The deposition of stem cells at sites of injury is a clinically relevant approach to facilitate tissue repair and angiogenesis. However, insufficient cell engraftment and survival require the engineering of novel scaffolds. Here, a regular network of microscopic poly(lactic-co-glycolic acid) (PLGA) filaments was investigated as a promising biodegradable scaffold for human Adipose-Derived Stem Cell (hADSC) tissue integration. Via soft lithography, three different microstructured fabrics were realized where 5 × 5 and 5 × 3 μm PLGA ‘warp’ and ‘weft’ filaments crossed perpendicularly with pitch distances of 5, 10 and 20 μm. After hADSC seeding, cell viability, actin cytoskeleton, spatial organization and the secretome were characterized and compared to conventional substrates, including collagen layers.
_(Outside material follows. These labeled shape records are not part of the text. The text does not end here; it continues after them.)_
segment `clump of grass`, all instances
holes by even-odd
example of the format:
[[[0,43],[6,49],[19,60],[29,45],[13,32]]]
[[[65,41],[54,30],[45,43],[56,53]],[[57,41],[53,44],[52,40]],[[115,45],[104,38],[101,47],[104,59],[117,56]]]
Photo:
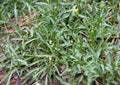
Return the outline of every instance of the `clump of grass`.
[[[12,24],[15,31],[7,36],[0,66],[7,68],[8,85],[13,73],[24,81],[44,79],[45,85],[56,80],[64,85],[120,83],[119,1],[8,2],[1,4],[2,27],[13,17],[18,22],[36,14],[28,24]]]

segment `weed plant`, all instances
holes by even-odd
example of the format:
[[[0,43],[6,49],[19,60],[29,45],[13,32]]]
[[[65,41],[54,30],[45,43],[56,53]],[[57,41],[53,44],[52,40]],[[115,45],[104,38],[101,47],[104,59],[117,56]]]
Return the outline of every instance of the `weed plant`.
[[[9,85],[17,73],[45,85],[118,85],[119,24],[119,0],[1,0],[0,27],[15,28],[0,38],[6,39],[3,80]]]

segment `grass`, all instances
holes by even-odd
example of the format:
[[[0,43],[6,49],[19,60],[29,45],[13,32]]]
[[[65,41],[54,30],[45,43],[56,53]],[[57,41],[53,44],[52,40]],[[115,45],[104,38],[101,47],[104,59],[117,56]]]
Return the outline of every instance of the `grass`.
[[[119,0],[0,1],[7,85],[14,73],[45,85],[118,85],[119,12]]]

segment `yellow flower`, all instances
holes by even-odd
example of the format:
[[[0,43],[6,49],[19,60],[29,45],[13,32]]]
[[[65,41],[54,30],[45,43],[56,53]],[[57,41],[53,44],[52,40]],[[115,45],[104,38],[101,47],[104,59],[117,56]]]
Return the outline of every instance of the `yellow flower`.
[[[78,14],[78,8],[75,8],[75,9],[74,9],[74,13],[75,13],[75,14]]]
[[[52,58],[52,57],[49,57],[49,61],[53,61],[53,58]]]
On the PLGA fabric, hADSC re-assembled to form spheroidal-like structures, preserving cell viability and favoring a nonlinear actin organization. Moreover, the secretion of specific factors involved in angiogenesis, the remodeling of the extracellular matrix and stem cell homing was favored on the PLGA fabric as compared to that which occurred on conventional substrates. The paracrine activity of hADSC was microstructure-dependent, with 5 μm PLGA fabric enhancing the expression of factors involved in all three processes. Although more studies are needed, the proposed PLGA fabric would represent a promising alternative to conventional collagen substrates for stem cell implantation and angiogenesis induction.